Yes, years of economic mess in the making. Hugo Chavez's strange Bolivarian revolution and its legacy. As I noted in one post, the the difference between the Soviets and the Chavistas: the non-believing Soviets didn't believe that god will provide and rescue them from their terrible sins but the bible-thumpiing Chavistas do!

Mike Hoth said...

Stories like this one remind us that there are no simple solutions to national (or global) issues. I discussed veganism with a group of animal rights activists a few days ago and while they were great at parroting the common arguments they were entirely unable to wrestle with the idea that enforced veganism would starve millions of children. They also couldn't come up with something to do with tens of billions of livestock that we wouldn't be allowed to eat.
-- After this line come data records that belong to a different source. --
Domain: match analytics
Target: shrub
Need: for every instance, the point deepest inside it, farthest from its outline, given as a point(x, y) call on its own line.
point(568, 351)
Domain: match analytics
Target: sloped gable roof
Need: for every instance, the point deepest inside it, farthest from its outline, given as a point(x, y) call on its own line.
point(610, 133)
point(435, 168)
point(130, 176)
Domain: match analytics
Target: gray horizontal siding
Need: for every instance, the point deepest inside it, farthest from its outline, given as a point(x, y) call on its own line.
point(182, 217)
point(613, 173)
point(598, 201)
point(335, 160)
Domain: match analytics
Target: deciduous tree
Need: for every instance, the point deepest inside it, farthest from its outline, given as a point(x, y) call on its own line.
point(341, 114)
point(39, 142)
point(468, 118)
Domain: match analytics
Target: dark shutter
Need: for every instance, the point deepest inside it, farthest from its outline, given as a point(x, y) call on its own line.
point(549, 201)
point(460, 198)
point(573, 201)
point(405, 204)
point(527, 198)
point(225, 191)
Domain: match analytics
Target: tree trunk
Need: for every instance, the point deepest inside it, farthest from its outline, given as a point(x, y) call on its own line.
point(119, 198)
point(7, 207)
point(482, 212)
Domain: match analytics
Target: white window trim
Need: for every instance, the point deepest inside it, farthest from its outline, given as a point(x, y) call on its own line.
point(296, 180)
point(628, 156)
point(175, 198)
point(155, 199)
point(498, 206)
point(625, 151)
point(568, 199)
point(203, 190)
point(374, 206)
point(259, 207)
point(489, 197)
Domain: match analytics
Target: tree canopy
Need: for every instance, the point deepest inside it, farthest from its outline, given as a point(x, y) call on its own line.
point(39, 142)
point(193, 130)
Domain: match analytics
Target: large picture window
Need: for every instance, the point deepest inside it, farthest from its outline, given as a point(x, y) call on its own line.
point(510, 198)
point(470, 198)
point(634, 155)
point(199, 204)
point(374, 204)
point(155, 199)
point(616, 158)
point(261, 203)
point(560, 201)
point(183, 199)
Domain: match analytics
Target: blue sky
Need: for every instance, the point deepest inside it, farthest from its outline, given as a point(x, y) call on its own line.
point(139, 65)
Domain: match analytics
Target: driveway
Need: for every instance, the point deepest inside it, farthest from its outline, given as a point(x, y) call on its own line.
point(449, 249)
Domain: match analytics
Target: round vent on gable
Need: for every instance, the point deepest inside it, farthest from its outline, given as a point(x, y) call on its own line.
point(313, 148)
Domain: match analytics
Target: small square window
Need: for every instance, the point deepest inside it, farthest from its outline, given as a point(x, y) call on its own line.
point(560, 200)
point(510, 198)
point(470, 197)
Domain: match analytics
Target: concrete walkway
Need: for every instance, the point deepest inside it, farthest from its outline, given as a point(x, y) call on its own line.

This is a similar problem. Environmentalists have argued for decades that we need to abandon fossil fuels, but even when they're selling for less than expected nations like Russia and Venezuela suffer. The world is very complicated, and all we can do is hope that economic pressures push Venezuela to reevaluate their cash cow.

Sriram Khé said...

"economic pressures push Venezuela to reevaluate their cash cow." It won't easily happen.
Political ideologies can have as tight a grip on one's thinking like how religious faith leads people to believe that their miseries and illnesses are all god's work.
When that happens, as with the fall of USSR, we cheered and applauded ... and then watched Putin create a new version of USSR, and with a bunch of his minions in a few other SSR that became new countries ...
We will hope for a better tomorrow for Venezuela ...

Ramesh said...

Well, I think your infatuation with Venezuela is less because it was te first country you visited and more because Venezuela contributes well above its proportion of Miss Worlds ! And frankly, I wouldn't be too worried about the impact of the economy on the sex lives of Venezuelans !!

Sriram Khé said...

He is baaaaaaaack after being gone for a few days (to check out some Miss Venezuelas?)